The smallest number, except one, though Benjamin had more immediate children than any of his brethren, Genesis 46:21; whereas Dan had but one immediate son, Genesis 46:23, yet now his number is the biggest but one of all the tribes, and is almost double to that of Benjamin. Such great and strange changes God easily can, and frequently doth, make in families, 1 Samuel 2:5. And therefore let none boast or please themselves too much in their numerous offspring.

Verse 49

Because they were not generally to go out to war, which was the thing principally eyed in this muster, Numbers 1:3,Numbers 1:20,Numbers 1:45 but were to attend upon the service or the tabernacle, and therefore are reserved to another distinct muster, Numbers 3:15; Numbers 4:2, &c.

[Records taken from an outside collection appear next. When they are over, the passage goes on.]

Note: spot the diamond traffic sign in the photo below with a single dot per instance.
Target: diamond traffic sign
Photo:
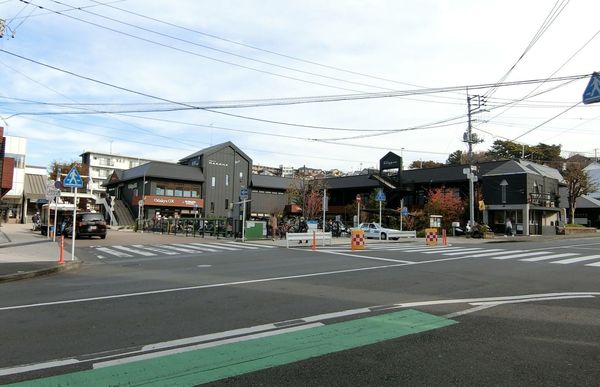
(592, 91)
(73, 179)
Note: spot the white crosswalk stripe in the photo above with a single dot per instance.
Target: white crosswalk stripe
(135, 251)
(156, 249)
(547, 257)
(116, 253)
(521, 255)
(195, 247)
(577, 259)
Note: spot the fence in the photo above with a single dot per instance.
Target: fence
(191, 227)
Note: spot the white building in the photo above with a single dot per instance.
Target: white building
(102, 165)
(12, 202)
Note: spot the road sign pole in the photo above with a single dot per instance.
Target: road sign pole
(244, 221)
(73, 225)
(55, 218)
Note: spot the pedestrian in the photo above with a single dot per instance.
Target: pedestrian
(273, 224)
(508, 230)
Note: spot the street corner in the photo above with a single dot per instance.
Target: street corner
(10, 272)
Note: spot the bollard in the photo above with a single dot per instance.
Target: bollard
(61, 251)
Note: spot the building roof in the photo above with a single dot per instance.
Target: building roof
(272, 182)
(35, 186)
(516, 167)
(215, 148)
(159, 169)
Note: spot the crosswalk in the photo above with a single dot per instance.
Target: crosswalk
(558, 256)
(171, 249)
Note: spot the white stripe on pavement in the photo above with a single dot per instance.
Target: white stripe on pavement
(113, 252)
(135, 251)
(241, 245)
(522, 255)
(171, 247)
(216, 246)
(577, 259)
(493, 252)
(547, 257)
(195, 247)
(156, 249)
(469, 250)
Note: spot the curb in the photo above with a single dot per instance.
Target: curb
(41, 272)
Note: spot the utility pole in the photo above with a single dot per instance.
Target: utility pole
(470, 140)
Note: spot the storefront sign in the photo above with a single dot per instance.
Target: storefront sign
(169, 201)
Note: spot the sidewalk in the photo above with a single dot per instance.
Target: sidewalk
(27, 254)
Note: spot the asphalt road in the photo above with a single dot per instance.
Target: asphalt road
(514, 313)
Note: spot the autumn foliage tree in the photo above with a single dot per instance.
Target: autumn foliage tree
(444, 202)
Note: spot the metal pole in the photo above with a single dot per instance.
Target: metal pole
(381, 224)
(244, 221)
(401, 212)
(55, 217)
(73, 231)
(324, 203)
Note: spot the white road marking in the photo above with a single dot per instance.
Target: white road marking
(547, 257)
(195, 247)
(578, 259)
(522, 255)
(367, 257)
(259, 245)
(470, 250)
(176, 248)
(134, 251)
(494, 252)
(116, 253)
(156, 249)
(216, 246)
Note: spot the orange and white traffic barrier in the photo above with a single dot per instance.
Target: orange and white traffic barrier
(61, 251)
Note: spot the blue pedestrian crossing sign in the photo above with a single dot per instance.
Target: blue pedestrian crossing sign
(73, 179)
(592, 91)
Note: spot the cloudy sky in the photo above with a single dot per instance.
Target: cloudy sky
(326, 84)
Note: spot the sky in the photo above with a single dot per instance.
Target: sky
(322, 84)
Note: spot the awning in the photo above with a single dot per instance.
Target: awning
(35, 186)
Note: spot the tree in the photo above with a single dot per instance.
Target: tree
(419, 164)
(444, 202)
(308, 194)
(578, 184)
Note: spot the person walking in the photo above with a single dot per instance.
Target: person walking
(508, 230)
(273, 224)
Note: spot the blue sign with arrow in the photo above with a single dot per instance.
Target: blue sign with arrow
(73, 179)
(592, 91)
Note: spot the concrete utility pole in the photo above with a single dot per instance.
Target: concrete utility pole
(470, 140)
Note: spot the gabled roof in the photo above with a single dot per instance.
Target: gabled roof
(518, 167)
(213, 149)
(158, 169)
(272, 182)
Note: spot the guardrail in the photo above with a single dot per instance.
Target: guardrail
(308, 236)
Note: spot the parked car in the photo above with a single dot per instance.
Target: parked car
(89, 224)
(374, 230)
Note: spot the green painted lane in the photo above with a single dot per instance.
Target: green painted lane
(220, 362)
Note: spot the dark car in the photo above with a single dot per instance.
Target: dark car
(90, 224)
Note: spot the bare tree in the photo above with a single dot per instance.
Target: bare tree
(578, 184)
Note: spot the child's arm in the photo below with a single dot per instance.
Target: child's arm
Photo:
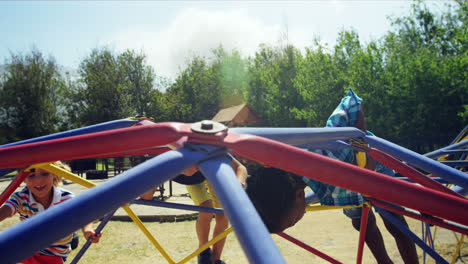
(89, 231)
(5, 212)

And lost this should bc thought to, be designed and done through Moses’s ambition to give his own tribe the pre-eminence, he assures them it was done by God’s express command.

Verse 50

The tabernacle of testimony; so called here, and Exodus 38:21 because it was made chiefly for the sake of the ark of the testimony, 2 Samuel 7:2, which is oft called the testimony, as hath been observed before.

Verse 51

The

stranger elsewhere is one of another nation, here one of another tribe, one no Levite. That cometh nigh, so as to do the offices mentioned Numbers 1:50.

Verse 53

No wrath, to wit, from God, who is very tender of his worship, and will not suffer the profaners of it to go unpunished; whose wrath is called simply wrath by way of eminency, as the most terrible kind of wrath.

Shall keep the charge, i.e. shall suffer no stranger to approach through curiosity, or any other motive.